Les grands ensembles, hérités du passé, se fissurent de plus en plus, et s’écroulent peu à peu, un à un. Car ils sont confrontés à deux tendances puissantes contraires à leurs dogmes : la modernité et la démocratie. La vraie démocratie, celle qui vient du bas, du peuple.
Ce sont ces deux lames de fond qui ont déjà balayé l’ex URSS et ses satellites comme l’ex Yougoslavie et les États baltes. Le mur de Berlin est tombé aussi sous ces deux aspirations légitimes.
La nature est bien faite.
Quand un système n’est plus adapté à son époque, il disparaît.
Sommaire
Petit tour de la Catalogne.
Ce pays est coupé en deux par les Pyrénées et une frontière purement administrative. Entre deux états : l’Espagne au sud et la France au nord. Au nord globalement le département des Pyrénées Orientales.
Donc presque deux fois plus de population et donc deux fois plus de richesse économique globale avec un PIB vers 260 milliards contre 120 milliards d’euros pour la Bretagne.
Un brin d’Histoire.
Premiers pas d’autonomie relative en 1932. Puis le franquisme balaye tout. Enfin retour en 1977 de la Généralité de Catalogne.
La Constitution espagnole de 1978 déclare que l’Espagne est une nation indissoluble qui reconnaît et garantit le droit à l’autonomie des régions qui la constituent.
C’est d’ailleurs le cas de tous les états modernes d’Europe (sauf en France et en Turquie). Depuis 1979, la Catalogne a donc officiellement le statut d’autonomie reconnu par l’État central.
La Catalogne est reconnue par Madrid comme « nationalité d’Espagne« .
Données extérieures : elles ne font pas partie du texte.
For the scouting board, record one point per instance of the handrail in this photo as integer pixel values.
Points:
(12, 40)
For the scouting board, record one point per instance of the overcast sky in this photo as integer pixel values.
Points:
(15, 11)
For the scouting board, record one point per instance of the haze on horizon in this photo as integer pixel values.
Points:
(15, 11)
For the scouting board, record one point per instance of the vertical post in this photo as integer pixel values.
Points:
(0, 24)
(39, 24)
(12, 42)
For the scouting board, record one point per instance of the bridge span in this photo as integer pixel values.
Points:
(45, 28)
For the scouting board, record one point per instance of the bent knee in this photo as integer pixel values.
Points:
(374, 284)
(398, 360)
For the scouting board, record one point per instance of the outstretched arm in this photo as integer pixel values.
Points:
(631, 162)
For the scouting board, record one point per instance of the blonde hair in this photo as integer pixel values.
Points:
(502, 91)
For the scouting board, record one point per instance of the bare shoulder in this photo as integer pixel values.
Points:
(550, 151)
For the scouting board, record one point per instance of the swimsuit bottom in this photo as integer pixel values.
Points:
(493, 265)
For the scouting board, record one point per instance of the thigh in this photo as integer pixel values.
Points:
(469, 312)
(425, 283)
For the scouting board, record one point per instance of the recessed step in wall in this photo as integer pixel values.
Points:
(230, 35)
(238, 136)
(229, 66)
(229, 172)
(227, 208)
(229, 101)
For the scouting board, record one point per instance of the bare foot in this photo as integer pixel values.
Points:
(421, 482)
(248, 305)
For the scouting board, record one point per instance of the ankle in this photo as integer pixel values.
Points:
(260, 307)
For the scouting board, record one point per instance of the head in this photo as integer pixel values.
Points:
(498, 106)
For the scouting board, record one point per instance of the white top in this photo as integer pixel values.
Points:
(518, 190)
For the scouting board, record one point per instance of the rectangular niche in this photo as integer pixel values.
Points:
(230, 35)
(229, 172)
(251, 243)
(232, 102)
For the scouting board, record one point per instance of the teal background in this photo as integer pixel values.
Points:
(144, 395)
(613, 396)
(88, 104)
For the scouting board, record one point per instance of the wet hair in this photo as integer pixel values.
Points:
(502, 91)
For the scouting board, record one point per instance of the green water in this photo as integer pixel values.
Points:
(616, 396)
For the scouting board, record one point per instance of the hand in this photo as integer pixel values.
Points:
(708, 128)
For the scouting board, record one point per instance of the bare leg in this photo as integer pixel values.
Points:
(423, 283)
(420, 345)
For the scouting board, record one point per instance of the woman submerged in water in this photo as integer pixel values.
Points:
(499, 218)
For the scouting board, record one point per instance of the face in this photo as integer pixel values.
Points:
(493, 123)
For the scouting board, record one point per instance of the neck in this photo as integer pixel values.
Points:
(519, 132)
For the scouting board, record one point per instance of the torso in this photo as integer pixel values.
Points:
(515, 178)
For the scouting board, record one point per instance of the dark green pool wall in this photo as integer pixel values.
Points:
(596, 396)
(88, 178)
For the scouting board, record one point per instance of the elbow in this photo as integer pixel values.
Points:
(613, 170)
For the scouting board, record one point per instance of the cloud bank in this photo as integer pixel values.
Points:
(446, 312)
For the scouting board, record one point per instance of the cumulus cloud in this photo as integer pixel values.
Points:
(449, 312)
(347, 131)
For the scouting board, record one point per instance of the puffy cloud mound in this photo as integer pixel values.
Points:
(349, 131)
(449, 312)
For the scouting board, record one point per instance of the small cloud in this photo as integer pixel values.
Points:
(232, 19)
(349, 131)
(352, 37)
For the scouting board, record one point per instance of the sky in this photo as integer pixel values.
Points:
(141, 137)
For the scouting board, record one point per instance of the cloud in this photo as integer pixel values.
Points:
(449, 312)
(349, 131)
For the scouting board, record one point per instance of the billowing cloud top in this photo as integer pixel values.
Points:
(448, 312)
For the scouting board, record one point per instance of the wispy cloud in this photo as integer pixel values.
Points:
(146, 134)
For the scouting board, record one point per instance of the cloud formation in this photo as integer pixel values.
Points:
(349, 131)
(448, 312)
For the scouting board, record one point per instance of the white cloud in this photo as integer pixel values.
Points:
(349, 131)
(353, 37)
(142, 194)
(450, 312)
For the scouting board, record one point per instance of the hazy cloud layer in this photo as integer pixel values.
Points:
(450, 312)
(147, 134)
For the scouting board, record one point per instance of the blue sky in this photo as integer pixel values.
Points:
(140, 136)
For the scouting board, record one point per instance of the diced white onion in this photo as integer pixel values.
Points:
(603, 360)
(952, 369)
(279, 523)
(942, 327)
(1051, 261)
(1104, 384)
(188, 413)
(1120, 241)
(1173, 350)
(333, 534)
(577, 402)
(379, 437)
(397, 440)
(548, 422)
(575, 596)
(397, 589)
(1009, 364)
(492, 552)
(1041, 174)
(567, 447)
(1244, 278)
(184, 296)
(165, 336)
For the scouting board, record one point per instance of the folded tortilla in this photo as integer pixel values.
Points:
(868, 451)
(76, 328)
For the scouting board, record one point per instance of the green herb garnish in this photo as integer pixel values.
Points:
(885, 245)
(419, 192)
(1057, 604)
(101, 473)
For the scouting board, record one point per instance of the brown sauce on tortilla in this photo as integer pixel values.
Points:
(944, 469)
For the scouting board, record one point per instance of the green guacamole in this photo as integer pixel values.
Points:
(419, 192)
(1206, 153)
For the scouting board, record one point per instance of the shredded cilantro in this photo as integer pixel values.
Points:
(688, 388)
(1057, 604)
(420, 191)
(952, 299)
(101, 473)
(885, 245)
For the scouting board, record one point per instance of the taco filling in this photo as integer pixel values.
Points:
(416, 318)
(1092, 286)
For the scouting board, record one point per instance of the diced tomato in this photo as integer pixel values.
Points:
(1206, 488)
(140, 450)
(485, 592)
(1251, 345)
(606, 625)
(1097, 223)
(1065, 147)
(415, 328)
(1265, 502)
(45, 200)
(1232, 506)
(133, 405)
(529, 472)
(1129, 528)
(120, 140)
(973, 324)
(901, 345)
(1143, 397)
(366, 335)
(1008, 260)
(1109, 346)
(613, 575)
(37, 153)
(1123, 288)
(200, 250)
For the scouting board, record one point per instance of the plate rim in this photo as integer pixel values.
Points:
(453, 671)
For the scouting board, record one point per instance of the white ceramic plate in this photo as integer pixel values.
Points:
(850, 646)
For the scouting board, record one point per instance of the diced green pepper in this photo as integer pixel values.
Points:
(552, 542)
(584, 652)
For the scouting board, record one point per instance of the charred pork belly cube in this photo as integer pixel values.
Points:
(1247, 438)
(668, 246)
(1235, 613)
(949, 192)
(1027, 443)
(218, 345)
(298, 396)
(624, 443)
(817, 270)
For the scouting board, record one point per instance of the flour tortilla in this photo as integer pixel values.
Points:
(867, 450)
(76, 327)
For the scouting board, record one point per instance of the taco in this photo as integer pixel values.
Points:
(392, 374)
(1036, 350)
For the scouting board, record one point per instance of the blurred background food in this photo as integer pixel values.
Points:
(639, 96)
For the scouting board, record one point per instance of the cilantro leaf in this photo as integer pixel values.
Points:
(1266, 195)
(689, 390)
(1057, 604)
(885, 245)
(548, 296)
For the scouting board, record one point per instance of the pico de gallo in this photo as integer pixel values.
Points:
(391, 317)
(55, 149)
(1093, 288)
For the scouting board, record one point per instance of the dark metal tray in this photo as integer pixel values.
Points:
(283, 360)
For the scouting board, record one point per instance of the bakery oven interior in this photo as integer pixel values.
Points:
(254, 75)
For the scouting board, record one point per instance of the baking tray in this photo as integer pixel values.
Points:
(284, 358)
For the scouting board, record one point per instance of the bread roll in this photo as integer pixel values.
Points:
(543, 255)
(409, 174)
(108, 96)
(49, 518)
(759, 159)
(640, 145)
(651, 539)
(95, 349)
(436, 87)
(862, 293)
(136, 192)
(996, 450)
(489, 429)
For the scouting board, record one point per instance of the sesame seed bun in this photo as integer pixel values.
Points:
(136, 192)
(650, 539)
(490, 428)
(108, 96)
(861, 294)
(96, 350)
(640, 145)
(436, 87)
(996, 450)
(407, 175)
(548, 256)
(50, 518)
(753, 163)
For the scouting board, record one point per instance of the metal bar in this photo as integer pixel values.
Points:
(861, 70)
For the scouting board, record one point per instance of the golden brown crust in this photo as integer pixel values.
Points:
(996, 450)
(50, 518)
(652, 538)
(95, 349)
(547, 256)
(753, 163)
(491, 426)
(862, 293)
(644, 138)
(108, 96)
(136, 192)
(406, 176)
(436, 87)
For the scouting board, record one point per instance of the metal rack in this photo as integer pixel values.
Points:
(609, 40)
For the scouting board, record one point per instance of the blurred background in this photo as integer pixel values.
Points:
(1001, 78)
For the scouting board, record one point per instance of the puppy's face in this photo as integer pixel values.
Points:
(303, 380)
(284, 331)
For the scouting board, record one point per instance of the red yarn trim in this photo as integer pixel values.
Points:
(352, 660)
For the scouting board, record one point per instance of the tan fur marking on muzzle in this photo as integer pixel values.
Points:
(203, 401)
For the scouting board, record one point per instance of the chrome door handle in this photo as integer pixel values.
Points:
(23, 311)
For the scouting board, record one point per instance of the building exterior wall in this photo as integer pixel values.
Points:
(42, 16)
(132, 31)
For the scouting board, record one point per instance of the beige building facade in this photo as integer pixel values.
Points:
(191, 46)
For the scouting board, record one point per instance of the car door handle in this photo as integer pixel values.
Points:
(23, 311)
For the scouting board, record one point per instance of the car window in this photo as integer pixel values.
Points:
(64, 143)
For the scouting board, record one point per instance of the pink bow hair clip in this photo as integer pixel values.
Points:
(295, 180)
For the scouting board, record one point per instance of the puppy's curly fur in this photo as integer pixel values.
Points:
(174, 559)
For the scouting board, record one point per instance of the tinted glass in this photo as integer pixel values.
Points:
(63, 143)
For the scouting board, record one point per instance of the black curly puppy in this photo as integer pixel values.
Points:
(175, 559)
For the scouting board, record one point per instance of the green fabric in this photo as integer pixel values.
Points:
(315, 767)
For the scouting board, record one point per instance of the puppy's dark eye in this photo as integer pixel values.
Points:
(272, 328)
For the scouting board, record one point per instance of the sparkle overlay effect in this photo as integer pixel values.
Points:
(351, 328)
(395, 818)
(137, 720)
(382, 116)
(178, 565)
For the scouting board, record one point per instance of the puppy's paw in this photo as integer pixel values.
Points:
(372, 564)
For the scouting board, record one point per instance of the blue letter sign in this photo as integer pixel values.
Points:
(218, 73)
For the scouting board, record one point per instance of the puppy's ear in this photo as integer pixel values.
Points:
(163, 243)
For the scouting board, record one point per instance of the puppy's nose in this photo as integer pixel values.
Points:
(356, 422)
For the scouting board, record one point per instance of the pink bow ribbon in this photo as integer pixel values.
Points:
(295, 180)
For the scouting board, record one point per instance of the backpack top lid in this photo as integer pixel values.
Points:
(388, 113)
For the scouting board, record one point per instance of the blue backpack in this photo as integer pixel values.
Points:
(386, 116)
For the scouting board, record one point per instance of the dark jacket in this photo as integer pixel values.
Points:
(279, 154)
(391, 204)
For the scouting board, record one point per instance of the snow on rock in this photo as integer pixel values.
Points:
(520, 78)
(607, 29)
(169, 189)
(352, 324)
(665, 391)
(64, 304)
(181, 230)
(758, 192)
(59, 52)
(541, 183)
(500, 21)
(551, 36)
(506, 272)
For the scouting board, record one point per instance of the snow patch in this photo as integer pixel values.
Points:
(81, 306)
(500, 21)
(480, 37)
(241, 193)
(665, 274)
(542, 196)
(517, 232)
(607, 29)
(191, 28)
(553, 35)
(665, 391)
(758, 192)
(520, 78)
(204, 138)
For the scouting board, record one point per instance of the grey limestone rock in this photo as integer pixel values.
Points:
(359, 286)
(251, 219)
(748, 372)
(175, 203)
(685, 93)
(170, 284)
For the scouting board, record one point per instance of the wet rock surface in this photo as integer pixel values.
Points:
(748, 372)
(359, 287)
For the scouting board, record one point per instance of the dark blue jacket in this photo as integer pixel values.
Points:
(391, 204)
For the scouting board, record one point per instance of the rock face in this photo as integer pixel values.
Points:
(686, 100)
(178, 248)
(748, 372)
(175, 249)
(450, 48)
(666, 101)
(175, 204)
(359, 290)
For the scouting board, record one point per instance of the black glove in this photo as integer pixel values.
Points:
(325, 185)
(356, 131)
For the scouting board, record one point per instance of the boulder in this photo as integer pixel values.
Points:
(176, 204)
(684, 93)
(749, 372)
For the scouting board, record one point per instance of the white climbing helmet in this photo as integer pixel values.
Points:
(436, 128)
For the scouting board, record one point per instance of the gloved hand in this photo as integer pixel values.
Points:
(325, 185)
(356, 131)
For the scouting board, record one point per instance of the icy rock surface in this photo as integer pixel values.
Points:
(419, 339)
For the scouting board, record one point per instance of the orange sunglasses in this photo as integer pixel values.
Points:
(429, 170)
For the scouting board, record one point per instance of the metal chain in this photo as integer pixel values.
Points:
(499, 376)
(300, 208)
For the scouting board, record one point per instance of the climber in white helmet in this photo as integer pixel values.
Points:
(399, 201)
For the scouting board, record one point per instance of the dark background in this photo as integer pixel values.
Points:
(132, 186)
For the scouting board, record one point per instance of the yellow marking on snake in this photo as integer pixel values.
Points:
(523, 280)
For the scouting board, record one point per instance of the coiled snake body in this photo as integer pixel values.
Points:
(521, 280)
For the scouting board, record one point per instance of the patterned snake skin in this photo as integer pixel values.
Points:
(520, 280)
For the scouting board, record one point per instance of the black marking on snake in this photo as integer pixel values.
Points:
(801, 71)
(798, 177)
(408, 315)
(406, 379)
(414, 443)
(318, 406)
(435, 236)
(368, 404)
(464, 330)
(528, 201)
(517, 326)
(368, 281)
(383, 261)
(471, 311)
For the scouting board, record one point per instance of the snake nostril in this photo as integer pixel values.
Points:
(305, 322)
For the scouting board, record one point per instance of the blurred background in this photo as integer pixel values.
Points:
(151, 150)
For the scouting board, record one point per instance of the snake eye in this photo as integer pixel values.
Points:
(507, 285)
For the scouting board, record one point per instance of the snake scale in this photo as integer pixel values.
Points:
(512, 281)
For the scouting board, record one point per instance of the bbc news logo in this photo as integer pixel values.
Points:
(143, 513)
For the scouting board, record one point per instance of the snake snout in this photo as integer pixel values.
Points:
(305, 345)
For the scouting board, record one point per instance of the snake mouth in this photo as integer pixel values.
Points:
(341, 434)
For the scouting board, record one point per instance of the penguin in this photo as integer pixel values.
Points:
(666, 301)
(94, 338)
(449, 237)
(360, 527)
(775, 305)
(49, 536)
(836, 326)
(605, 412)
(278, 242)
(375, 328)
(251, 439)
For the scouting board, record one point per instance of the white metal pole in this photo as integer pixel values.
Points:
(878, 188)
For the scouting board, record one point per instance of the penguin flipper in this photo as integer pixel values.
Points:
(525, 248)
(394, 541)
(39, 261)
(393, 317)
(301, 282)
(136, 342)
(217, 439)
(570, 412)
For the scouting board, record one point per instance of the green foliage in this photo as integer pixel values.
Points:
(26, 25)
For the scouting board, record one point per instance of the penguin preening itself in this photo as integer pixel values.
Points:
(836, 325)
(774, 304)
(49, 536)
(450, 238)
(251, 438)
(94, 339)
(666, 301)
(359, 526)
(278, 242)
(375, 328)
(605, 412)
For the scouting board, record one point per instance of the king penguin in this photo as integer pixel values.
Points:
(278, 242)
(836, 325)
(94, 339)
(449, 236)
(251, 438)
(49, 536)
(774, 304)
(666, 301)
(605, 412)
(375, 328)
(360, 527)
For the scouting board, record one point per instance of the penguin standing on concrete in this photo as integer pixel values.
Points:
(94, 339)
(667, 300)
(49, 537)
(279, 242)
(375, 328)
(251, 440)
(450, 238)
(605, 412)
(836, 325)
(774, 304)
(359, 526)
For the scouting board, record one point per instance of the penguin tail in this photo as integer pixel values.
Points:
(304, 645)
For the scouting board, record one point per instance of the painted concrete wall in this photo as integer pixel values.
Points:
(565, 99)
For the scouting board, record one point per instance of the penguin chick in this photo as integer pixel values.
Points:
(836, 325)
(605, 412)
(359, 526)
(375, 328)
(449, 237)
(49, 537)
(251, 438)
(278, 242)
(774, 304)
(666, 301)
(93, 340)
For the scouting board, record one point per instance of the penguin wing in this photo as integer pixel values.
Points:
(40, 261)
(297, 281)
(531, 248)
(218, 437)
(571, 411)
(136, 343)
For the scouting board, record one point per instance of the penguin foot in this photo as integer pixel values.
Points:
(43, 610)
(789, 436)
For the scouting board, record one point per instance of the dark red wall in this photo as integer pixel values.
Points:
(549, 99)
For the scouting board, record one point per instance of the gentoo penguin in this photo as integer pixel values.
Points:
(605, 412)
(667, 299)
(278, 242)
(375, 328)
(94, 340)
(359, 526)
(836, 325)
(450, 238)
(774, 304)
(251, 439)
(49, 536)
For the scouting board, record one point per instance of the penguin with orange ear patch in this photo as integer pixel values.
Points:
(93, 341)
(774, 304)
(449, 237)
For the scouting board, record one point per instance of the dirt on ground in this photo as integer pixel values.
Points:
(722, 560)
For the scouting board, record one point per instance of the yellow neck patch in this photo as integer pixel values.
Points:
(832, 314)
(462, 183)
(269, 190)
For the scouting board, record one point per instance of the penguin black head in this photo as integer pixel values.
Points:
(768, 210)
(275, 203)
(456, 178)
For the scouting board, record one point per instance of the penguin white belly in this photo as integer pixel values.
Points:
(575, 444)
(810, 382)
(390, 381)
Depuis 2005/2006 Madrid et Barcelona s’affrontent dans un bras de fer juridique. La Catalogne bénéficie de son propre Parlement et vote une grande partie de ses lois. La langue catalane est évidemment obligatoire à l’école et est de plus en plus parlée dans toute la société civile. Ainsi que dans les administrations et les entreprises.
Jusqu’à là, tout va à peu près bien …
Depuis une dizaine d’années, les Catalans ne veulent plus travailler et payer pour le gouffre financier que représente Madrid et l’état central. Ils ont été eux-mêmes durant des siècles et souhaitent très simplement le re-devenir. Ils ne veulent plus être administrés par une capitale trop éloignée de 600 kilomètres (tiens la même distance qu’entre le Centre Bretagne et Paris).
Alors, comme la constitution espagnole le mentionne, ils se disent qu’ils pourraient devenir encore plus eux-mêmes.
L’Europe est en plein bouleversement et des territoires souhaitent de plus en plus se tourner vers le modernisme et la démocratie vraie.
Le Gouvernement Autonome Catalan a donc décidé de consulter le peuple catalan par un référendum et une question on ne peut plus simple : indépendance ou pas ? Modernité et démocratie, ou passéisme et centralisme ?
Tant que les sondages n’alarmaient pas Madrid, il ne se passait presque rien.
Mais les sondages s’emballent, et là rien ne va plus à Madrid.
Toutes les récentes enquêtes d’opinion donnent vers 70% de oui à cette question démocratique.
Même avec une marge d’erreur, fut-elle importante, le peuple catalan aurait donc choisi la modernité pour son avenir et celui de la Catalogne.
Bien entendu le pouvoir central espagnol ne peut accepter de voir éclater l’Espagne à ce point. Madrid utilise en ce moment même des manières policières dignes d’un franquisme que nous croyions sous terre à jamais. Et cela contre la démocratie, contre ses propres lois, contre le peuple. La peur fait souvent commettre de fatales erreurs.
Cela rappelle d’ailleurs, sur bien des points, la situation de l’Écosse face à Londres; ou encore celle de la Corse face à Paris.
La nature est bien faite.
Quand un système n’est plus adapté à son époque, il disparaît.
Nous assistons en direct à la fin de l’Espagne et à une dynamique européenne de modernisation de la vie démocratique.